All I knew about this movie in advance that it is a from Iceland and has Julia Stiles and Forest Whitaker in it. These were three good enough reasons to watch it. Not that I know much of Icelandic cinema, but I am always interested in “different” (defined by me as non-Hollywood mainstream) and I was hoping that this film would prove to be such. It was, although the Icelandic nature of the movie was confusing. Based on the weather patterns displayed in the movie I couldn’t decide where it was supposed to be set in. It was switching back and forth between raining and snowing. But from some minor verbal and visual hints I concluded we should be in Missouri. The actors I recognized were certainly American. It all became clear at the end, when I read the credits. It was indeed shot in Iceland and created (i.e. written, directed, produced and manned/personned?) by an Icelandic crew.

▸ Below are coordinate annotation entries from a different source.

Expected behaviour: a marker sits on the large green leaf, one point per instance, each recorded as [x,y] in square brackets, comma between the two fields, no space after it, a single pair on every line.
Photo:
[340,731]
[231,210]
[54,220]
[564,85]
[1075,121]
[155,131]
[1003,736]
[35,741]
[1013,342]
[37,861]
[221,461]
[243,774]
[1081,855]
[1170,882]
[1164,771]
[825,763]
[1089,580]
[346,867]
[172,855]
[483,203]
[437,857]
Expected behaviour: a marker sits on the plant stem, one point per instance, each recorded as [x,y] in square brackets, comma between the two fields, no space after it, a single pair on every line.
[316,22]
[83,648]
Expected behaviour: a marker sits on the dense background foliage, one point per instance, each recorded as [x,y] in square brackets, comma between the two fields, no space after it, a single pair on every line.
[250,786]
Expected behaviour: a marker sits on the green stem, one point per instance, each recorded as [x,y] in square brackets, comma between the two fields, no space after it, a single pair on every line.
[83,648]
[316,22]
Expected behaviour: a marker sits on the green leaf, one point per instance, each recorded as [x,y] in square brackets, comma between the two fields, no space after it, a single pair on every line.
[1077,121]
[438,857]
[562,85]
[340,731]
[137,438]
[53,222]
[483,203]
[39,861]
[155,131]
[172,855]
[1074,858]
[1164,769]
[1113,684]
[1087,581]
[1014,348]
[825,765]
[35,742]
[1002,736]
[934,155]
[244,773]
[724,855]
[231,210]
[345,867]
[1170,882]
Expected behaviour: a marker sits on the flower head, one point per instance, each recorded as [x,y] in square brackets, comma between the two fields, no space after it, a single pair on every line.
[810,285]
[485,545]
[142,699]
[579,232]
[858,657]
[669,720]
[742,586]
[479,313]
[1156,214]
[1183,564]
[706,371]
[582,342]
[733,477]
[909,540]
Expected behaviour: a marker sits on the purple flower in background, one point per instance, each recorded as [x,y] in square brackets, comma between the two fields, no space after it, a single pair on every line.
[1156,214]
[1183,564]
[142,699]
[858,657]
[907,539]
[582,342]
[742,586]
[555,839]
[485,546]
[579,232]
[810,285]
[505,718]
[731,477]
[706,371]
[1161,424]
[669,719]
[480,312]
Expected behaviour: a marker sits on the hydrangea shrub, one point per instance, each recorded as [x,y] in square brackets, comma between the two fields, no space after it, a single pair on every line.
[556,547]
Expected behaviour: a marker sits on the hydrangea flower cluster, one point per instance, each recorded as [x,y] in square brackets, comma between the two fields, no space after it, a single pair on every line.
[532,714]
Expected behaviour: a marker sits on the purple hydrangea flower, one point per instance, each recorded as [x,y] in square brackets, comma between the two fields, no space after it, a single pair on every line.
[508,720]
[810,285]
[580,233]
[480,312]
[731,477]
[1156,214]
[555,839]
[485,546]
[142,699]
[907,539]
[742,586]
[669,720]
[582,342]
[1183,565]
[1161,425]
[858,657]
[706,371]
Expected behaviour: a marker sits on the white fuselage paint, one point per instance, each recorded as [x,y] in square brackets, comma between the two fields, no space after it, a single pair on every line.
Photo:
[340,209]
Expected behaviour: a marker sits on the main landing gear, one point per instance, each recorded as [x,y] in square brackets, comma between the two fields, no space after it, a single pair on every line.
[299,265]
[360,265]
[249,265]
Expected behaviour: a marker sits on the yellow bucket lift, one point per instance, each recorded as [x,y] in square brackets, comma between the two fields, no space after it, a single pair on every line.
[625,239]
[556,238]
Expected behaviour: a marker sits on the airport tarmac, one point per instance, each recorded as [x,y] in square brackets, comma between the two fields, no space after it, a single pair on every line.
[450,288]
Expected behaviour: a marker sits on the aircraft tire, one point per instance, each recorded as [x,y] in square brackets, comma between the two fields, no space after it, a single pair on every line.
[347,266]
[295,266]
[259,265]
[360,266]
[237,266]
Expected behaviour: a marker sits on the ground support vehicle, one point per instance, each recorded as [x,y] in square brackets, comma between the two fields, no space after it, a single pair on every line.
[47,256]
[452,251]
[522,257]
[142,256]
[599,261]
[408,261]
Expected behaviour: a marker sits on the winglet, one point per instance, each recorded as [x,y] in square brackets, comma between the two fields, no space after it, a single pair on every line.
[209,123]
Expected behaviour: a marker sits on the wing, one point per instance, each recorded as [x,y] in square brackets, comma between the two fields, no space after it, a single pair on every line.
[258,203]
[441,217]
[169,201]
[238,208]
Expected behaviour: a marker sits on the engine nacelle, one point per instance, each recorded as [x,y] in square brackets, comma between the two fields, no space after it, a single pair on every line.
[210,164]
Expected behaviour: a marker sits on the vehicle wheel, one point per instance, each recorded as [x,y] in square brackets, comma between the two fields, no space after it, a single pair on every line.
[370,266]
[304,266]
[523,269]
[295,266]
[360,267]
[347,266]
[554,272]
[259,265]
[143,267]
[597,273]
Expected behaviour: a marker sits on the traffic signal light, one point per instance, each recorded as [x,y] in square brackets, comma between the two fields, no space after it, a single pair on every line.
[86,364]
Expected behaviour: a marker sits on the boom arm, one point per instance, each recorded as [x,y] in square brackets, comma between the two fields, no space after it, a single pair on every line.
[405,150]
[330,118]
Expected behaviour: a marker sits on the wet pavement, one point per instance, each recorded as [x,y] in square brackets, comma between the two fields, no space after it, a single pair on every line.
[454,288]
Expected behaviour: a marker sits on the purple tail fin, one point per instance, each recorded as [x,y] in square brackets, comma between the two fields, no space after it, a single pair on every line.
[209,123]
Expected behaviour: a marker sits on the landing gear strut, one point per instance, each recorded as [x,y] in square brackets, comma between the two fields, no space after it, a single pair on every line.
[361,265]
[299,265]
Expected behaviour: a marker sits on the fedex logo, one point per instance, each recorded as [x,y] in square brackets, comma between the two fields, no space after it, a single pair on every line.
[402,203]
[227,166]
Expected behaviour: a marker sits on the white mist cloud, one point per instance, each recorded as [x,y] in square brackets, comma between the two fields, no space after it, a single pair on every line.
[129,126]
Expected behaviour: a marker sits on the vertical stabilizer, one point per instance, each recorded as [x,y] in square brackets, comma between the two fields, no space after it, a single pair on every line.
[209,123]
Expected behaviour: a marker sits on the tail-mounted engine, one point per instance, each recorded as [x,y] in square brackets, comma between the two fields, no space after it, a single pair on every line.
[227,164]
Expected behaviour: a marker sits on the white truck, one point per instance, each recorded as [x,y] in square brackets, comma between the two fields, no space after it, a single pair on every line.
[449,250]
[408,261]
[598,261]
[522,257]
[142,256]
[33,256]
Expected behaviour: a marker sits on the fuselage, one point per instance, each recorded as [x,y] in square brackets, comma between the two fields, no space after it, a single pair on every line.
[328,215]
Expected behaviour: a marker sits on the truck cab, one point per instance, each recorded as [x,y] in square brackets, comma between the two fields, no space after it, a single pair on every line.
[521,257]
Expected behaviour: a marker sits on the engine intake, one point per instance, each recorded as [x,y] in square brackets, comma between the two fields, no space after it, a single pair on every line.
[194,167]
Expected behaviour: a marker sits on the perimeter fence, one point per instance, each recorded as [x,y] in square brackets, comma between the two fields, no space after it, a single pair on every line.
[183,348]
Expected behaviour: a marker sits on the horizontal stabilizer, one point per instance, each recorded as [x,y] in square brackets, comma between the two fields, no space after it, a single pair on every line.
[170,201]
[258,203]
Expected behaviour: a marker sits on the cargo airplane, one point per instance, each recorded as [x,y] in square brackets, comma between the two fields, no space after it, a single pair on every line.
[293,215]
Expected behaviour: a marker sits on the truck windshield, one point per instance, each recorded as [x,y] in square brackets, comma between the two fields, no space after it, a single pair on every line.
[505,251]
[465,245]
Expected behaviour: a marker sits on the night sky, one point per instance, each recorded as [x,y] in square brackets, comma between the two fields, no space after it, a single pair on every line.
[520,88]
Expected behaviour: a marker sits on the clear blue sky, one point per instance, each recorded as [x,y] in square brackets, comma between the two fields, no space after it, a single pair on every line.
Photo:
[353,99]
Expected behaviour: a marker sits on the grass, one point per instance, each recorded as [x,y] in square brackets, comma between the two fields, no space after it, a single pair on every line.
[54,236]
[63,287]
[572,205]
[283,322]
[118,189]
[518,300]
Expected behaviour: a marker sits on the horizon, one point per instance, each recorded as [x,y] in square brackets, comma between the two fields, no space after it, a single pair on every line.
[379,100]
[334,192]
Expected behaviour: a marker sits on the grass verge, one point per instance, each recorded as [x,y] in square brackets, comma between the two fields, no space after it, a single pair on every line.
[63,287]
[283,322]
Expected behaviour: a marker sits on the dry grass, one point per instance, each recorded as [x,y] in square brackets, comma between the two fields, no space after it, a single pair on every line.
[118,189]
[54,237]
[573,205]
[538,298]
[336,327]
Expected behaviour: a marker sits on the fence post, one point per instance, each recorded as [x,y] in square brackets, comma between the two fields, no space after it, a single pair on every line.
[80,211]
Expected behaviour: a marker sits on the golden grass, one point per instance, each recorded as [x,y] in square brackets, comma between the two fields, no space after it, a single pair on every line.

The movie itself was hard drama. An insurance investigator, whose job is find and create reasons for his company not to pay up, attempts to uncover the circumstances of a car accident, where the beneficiary is supposed to get a million dollars. (Spoiler alert) In the process he becomes involved with the family and his better self awakens. It has a surprise ending, which is both happy and unhappy at the same time.
But I got the feeling that the plot is there mostly to provide a frame for the haunting images the director paints for us. We see night rain as if it would never stop, a mysterious and tempting tunnel, a bleak motel room inviting abuse to happen in, a snowman with twigs as his hair, and in general such rural poverty that is rarely shown nowadays. I wonder whether the author/director was drawing upon autobiographical experiences. Either way it showed me a world I knew existed, but it became much more tangible. For that and for the way Whitaker used his Midwestern accent to say “Yah” I thank this movie.